The Gardener’s Perseverance and the Fruits of His Labor

Working in the Garden

Above: Carly Still, who joined the staff as a part-time gardener just last week, tending to the woodland plants under the quince. Photograph by Corey Eilhardt

Then come the showers of Spring, from time to time
Watering our tiny crop, and in its turn
The gentle moon caresses the delicate leaves.
Should a dry spell rob the plants of the moisture they need,
My gardening zeal and the fear that the slender shoots
May die of thirst make me scurry to bring fresh water
In brimming buckets. With my own hands I pour it
Drop by drop, taking care not to shift the seeds
By too sudden or lavish a soaking. Sure enough,
In a little while the garden is carpeted over
With tiny young shoots. True, that part there
Below the high roof is dry and rough from the lack
Of rain and the heaven’s benison; true, this
Part here is always in shade, for the high wall’s
Solid rampart forbids the sun to enter.
Yet of all that was lately entrusted to it, the garden
Has held nothing enclosed in its sluggish soil
Without hope of growth.
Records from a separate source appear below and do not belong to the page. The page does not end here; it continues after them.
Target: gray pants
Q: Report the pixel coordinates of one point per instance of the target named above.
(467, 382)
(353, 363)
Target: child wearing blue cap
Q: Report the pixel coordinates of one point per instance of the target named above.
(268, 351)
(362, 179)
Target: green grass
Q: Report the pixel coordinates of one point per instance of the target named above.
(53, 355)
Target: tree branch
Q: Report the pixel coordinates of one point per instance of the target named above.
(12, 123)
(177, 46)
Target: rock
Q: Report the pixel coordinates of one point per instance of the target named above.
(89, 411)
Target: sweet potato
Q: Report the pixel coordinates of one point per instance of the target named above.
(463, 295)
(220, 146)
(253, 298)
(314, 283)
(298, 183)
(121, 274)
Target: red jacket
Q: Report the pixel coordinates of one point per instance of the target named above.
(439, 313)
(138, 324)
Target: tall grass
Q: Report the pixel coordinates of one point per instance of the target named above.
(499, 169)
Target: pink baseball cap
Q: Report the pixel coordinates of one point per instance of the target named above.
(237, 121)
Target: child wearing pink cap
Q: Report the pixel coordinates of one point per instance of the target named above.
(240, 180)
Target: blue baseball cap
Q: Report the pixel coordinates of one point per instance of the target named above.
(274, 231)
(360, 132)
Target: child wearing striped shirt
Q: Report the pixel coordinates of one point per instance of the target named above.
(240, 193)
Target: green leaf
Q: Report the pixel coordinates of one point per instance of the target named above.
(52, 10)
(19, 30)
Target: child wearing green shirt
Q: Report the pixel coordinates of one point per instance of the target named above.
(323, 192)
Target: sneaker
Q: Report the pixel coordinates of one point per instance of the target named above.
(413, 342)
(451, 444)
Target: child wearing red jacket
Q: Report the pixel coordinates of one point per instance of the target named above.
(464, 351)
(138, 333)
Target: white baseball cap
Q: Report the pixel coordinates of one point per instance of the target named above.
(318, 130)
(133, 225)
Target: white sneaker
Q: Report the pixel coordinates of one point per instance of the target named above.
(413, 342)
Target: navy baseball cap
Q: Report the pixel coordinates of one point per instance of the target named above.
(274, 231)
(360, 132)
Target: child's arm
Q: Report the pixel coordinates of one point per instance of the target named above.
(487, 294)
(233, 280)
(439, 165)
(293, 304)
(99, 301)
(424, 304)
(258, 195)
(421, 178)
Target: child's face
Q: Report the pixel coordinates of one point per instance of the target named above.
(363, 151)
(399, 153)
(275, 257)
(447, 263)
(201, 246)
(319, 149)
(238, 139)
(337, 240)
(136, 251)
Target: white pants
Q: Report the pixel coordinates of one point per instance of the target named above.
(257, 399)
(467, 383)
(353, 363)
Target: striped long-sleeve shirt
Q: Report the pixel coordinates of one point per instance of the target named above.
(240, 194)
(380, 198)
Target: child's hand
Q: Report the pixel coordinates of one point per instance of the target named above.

What is more, those plants that were moved,
More dead than alive, to the newly dug furrows are now
Green again; our garden has brought them back
To life, making them good with abundant growth.

—From Hortulus by Walahfrid Strabo. Translated from the Latin by Raef Payne. The Hunt Botanical Library, 1966.

The ninth-century Benedictine abbot Walahfrid Strabo was a gardener as well as a scholar and a poet, and worked hard in his monastery garden. We, too, are hard at work bringing the gardens of The Cloisters back to life after a long winter. Much remains to be done, but the hellebores, violets, daffodils, lungworts, and fritillaries are in bloom. The hops are climbing, the pear tree is blossoming, and the quince are putting out tiny, silvery leaves.